Martin Bangratz (10) 7. Preis
Der Zwerg, den der Tod nicht wollte
Vor langer, langer, langer, langer, langer, langer Zeit lebte einmal (und müsste immer noch leben, wozu wir später kommen) ein Zwerg, den die anderen Zwerge immer hänselten. Tagein, tagaus schien ihnen nichts mehr Spaß zu machen, als über ihn zu lachen.
Als sie ihn also einmal ärgerten, lief er in seiner Verzweiflung tief in den Wald hinein. Schluchzend setzte er sich auf einen Stein und dachte über sich nach.

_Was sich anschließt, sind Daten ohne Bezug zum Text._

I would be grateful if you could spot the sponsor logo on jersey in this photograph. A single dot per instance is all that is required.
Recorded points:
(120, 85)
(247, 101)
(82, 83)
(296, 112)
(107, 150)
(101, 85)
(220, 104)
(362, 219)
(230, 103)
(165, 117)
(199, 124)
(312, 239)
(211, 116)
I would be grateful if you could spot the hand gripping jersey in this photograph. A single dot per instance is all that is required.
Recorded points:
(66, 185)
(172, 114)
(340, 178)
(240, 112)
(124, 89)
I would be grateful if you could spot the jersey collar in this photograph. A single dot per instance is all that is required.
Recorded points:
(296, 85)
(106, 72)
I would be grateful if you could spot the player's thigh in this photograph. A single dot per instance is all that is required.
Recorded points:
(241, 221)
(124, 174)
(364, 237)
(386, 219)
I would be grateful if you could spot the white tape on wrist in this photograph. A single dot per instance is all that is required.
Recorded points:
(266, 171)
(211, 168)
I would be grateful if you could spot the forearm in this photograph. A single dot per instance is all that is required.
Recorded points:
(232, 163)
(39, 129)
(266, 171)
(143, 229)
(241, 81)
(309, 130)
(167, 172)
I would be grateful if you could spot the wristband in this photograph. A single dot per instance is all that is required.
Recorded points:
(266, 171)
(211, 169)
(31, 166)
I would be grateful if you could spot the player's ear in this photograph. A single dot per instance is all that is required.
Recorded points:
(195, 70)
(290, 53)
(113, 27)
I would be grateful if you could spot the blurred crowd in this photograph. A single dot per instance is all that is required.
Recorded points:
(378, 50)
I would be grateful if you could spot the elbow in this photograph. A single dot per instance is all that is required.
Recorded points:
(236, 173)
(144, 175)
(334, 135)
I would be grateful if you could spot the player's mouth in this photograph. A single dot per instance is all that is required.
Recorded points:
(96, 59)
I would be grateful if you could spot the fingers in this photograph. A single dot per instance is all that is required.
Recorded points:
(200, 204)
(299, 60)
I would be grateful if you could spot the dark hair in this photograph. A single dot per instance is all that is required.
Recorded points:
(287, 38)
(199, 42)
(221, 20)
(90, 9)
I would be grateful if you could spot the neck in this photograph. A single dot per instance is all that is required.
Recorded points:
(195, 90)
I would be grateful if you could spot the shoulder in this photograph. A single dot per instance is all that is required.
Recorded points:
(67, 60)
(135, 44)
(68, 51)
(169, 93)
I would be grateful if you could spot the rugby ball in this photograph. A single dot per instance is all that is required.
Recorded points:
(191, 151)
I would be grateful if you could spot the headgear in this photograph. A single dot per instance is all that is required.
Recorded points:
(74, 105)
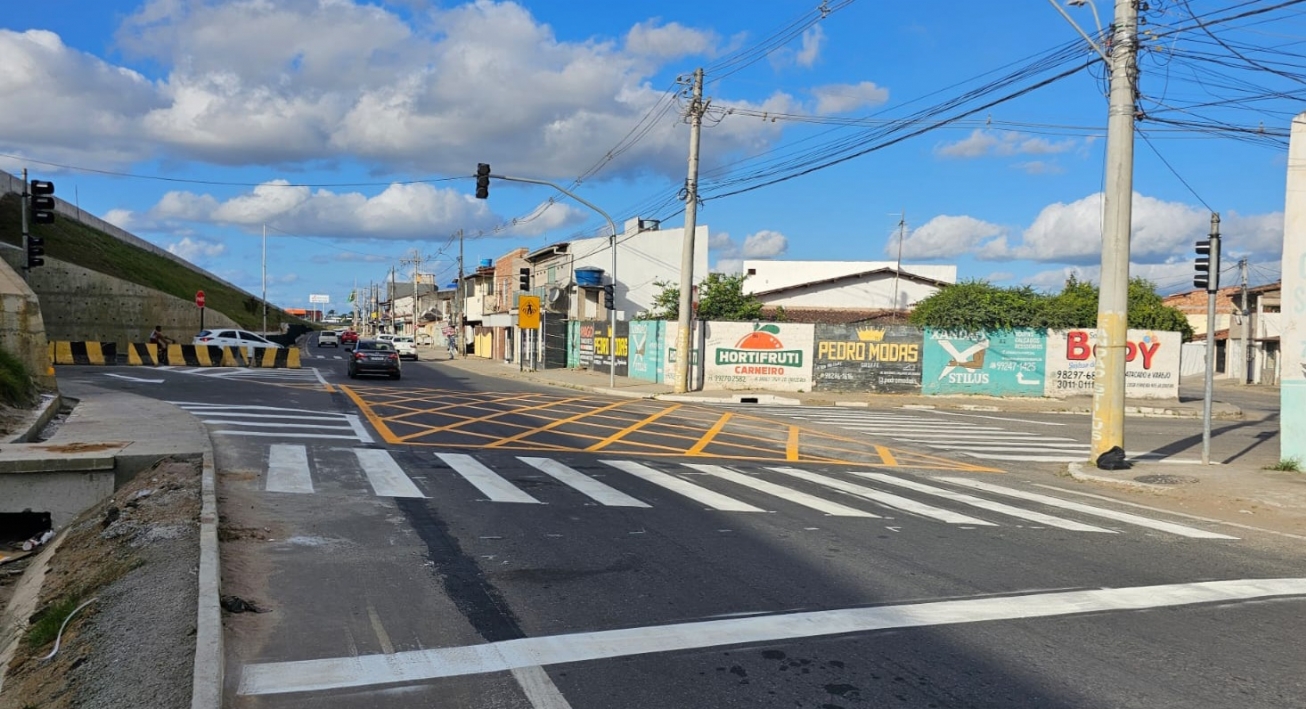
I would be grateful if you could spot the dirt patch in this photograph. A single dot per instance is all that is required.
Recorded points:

»Ich bin doch sowieso nur da, damit die ihren Spaß haben! Wieso sollte ich eigentlich noch leben?« überlegte er.
Immer weiter steigerte er sich in den Gedanken hinein, nicht mehr leben zu wollen. So weit, dass er mit voller Wucht mit dem Kopf gegen einen Baumstumpf rannte. Doch es tat ihm überhaupt nichts!
»Na gut«, dachte er, »dann eben anders«, und ging auf die Schlucht zu, in der er sich manchmal versteckte. Gut zehn Zentimeter ging es da runter (für Zwergen gute zehn Meter). Da drinnen wollte er sein Schicksal finden und sich hinein stürzen. Er sprang und ...
... kam unten mit einem Plumps auf ...
Nichts. Er saß da und starrte nach oben. Er konnte es nicht fassen, dass ihm nichts passiert war.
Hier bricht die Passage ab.